On the surface, the Spy Video TRAKR — the latest addition to the popular Spy Gear toy line — is an R/C tank with a video camera and night vision, with the added ability to download new “apps” from the internet for extra functions. With a little detective work, one uncovers the TRAKR’s secret double life: it’s also an eminently hackable robotics platform! Prior Spy Gear toys have been popular hack targets, providing inexpensive, mass-produced sources of unusual items such as head-mounted displays. Rather than throw up barriers, Wild Planet has chosen to embrace this secondary market, with plans to release development tools and documentation making it possible to extend the device’s capabilities.

Read on for our image-heavy unboxing and initial impressions.

Wild Planet provided us a unit for testing, with their assurance that this is identical to the package now arriving on store shelves.

The packaging is outwardly consumer-oriented — this is, first and foremost, a kids toy after all — and the “USB Connected” and “Download & Build Custom Apps” labels are about as technical as it gets on the outside.

Batteries not included. You’ll need plenty. And did you ever expect to see Linux mentioned by name on anything at Toys R Us? Awesome!

Internal packaging is minimalist and largely recyclable. No twist ties, no staples, no plastic bubbles, no registration cards or catalogs. Much appreciated! We’ve seen much smaller toys with far more gratuitous packaging, so this was a welcome relief.

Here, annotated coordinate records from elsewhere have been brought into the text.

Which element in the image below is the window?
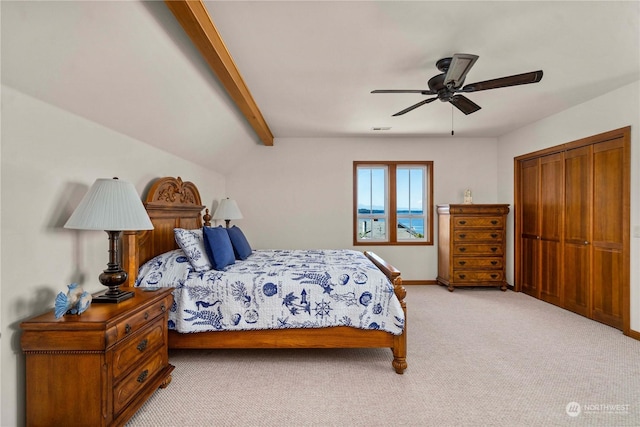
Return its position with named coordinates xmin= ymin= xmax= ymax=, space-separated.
xmin=353 ymin=161 xmax=433 ymax=245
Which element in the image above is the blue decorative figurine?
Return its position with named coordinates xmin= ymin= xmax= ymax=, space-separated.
xmin=54 ymin=283 xmax=92 ymax=319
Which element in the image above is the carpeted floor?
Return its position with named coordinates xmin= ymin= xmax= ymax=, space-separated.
xmin=128 ymin=286 xmax=640 ymax=427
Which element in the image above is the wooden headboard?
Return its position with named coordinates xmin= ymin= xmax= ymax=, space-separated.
xmin=122 ymin=177 xmax=211 ymax=287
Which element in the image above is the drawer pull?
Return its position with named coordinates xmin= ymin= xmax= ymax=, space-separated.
xmin=136 ymin=369 xmax=149 ymax=383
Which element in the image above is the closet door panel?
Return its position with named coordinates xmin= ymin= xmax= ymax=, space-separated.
xmin=520 ymin=159 xmax=540 ymax=298
xmin=562 ymin=146 xmax=593 ymax=317
xmin=591 ymin=138 xmax=625 ymax=328
xmin=539 ymin=153 xmax=564 ymax=305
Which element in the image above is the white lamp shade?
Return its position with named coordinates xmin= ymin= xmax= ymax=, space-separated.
xmin=213 ymin=198 xmax=242 ymax=219
xmin=64 ymin=178 xmax=153 ymax=231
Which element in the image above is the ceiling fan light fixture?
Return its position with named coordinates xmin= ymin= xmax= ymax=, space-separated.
xmin=444 ymin=53 xmax=478 ymax=88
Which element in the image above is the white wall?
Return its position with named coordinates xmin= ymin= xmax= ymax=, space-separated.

The entire contents of the box are as follows:

  • The TRAKR vehicle itself, with antenna in the stowed position.
  • Snap-on “transport deck,” seems to be of little use other than to provide a seat for G.I. Joe or the adorable tiny kitten in the looming flood of YouTube videos.
  • Remote control unit.
  • Single page instruction sheet.
  • Four foot long banana yellow USB A to mini-B cable.

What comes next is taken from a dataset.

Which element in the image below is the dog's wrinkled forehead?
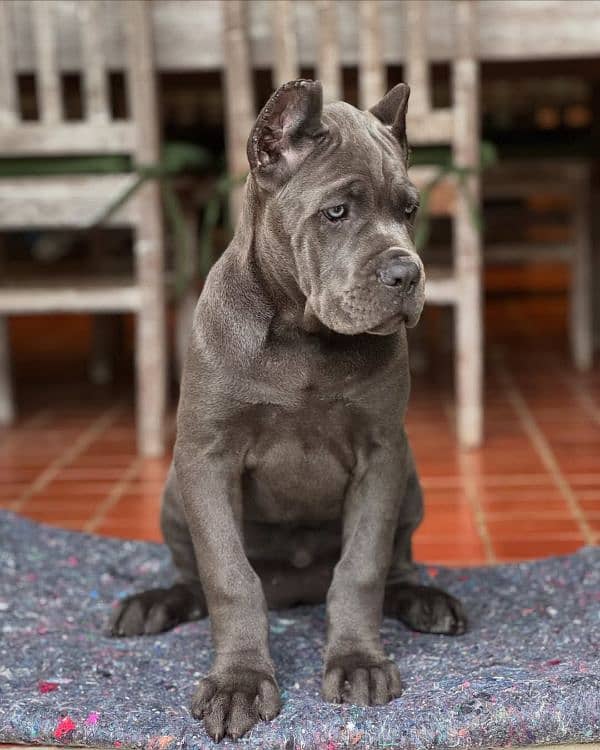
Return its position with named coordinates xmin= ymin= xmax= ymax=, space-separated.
xmin=287 ymin=102 xmax=407 ymax=200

The TRAKR vehicle is a stubby, squat tank, measuring about 10 inches wide and 7 inches long. Six AA cells install behind a cover on the underside of the unit. The total weight with alkaline cells is 1065 grams, or about 2 pounds 5 oz. Picks up easily with one hand.

The front of the TRAKR vehicle features a number of sensors. Left to right, these include: microphone (the white circle at the left), a presently-unused accessory connection port which appears to contain a bump switch, the color video camera and infrared LED for night vision, and speaker (larger white circle at the right). The camera can be pivoted from straight ahead to about 30 degrees upward, but there is no servo control of this function; it must be manually positioned.

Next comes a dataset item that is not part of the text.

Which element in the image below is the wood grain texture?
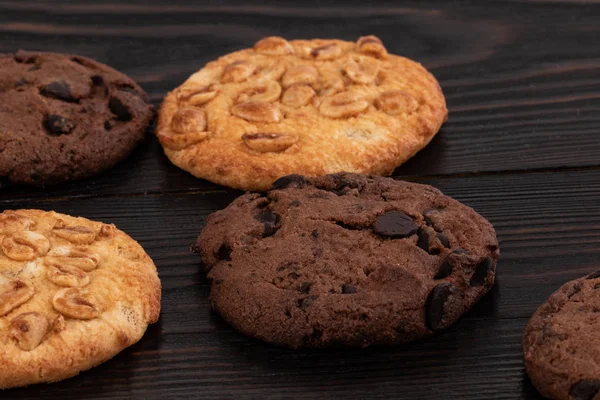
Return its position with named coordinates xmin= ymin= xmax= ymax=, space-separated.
xmin=0 ymin=0 xmax=600 ymax=400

The rear wheels of the TRAKR have independent electric motors; the front wheels are passive, driven by rubber treads. All the wheels are held on by triangle security screws, so replacing these with fancy R/C car tires probably won’t come easy.

With the transport deck removed we can see the ports on the back of the TRAKR: an SD card slot for storing photos and video (also SDHC compatible), the USB mini-B connector for attaching to a PC (or Mac, etc.), and a USB type A connector that currently serves no purpose, but might be related to future accessories (and hacks, of course).

When connected to a host computer, the TRAKR appears as a 1-megabyte FAT12 filesystem. New apps, downloaded from the Spy Video TRAKR web site, are installed by simply copying the corresponding .bin file to the APPs directory on this flash drive. It’s quite a bit like the mbed microcontroller in this regard. With the three factory apps pre-loaded, there’s about 900K free space remaining. Additionally, the TRAKR can function as an SD card reader when attached via USB.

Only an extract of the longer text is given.